Thursday, June 13, 2013

Bono, Benedict and Whoopi among secret offerings at Affordable Art Fair

U2 singer and actors Goldberg and Cumberbatch and other celebrities turn artist for postcard sale to raise funds for school.

Bono's postcard for the Affordable Art Fair
Bono's postcard. Photograph: Affordable Art Fair/Rex Features



The work will appear along with equally distinguished ones by  Benedict Cumberbatch, and Julian Lennon in a silent auction to raise funds for a primary school in north London at the annual Affordable Art Fair.

Cumberbatch and Bono have gone for self portraits – the Sherlock star's a Byronic profile, the U2 frontman's a quick slash of blue marker conjuring up his trademark sunglasses. Lennon has sent a sweetly traditional landscape in red marker on cardboard, complete with duck pond and cottage with smoking chimney, which any of the pupils might feel they could at least match in art class. Goldberg's is more a message than a painting, a cheery greeting to "all students everywhere".

The bidders will know which celebrity they're aiming for, but more starry names will be hidden among the hundred little works on sale. The comedians David Baddiel and Morwenna Banks; Jeff Kinney, the author of Diary of a Wimpy Kid; and Babybird singer, Stephen Jones, are among those providing their artistic juices.

The postcards will be on sale for £45 each, but the buyer will only learn the name of the artist after the money is handed over – a fundraising scheme modelled on the postcard fair at the Royal College of Art, which now has buyers queueing round the block every year for bargain works by artists including Tracey Emin and the Chapman Brothers.
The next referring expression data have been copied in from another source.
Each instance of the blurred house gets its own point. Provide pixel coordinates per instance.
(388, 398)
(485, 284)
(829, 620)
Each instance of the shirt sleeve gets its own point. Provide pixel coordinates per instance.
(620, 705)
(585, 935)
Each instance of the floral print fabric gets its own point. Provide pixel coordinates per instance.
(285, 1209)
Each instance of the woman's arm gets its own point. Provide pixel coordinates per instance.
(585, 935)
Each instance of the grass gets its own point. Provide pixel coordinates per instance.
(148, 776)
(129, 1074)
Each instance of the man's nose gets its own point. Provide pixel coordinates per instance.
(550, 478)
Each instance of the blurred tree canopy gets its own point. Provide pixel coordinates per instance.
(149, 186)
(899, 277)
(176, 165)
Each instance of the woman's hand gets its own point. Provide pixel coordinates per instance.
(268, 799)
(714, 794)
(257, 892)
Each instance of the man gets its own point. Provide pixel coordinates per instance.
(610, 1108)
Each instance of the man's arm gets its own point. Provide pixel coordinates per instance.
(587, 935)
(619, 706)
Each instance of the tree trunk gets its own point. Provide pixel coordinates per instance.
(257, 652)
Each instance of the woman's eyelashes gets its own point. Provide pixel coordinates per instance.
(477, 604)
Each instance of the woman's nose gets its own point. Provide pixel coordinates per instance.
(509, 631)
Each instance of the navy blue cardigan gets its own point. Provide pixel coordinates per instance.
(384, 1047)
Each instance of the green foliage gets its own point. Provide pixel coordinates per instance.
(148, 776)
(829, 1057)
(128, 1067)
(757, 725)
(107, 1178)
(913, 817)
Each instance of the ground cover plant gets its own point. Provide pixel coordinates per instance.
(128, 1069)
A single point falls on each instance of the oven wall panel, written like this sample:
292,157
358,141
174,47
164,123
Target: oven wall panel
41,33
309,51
This time all the works at the fair, which opens on Thursday for three days on the edge of Hampstead Heath, are being sold to raise funds for the New End primary school. The fair, now an international event aimed at art lovers with lighter pockets than those who flock to Frieze or the great auction houses, has attracted more than 1.2 million visitors and sold art worth more than £180m over the past 14 years.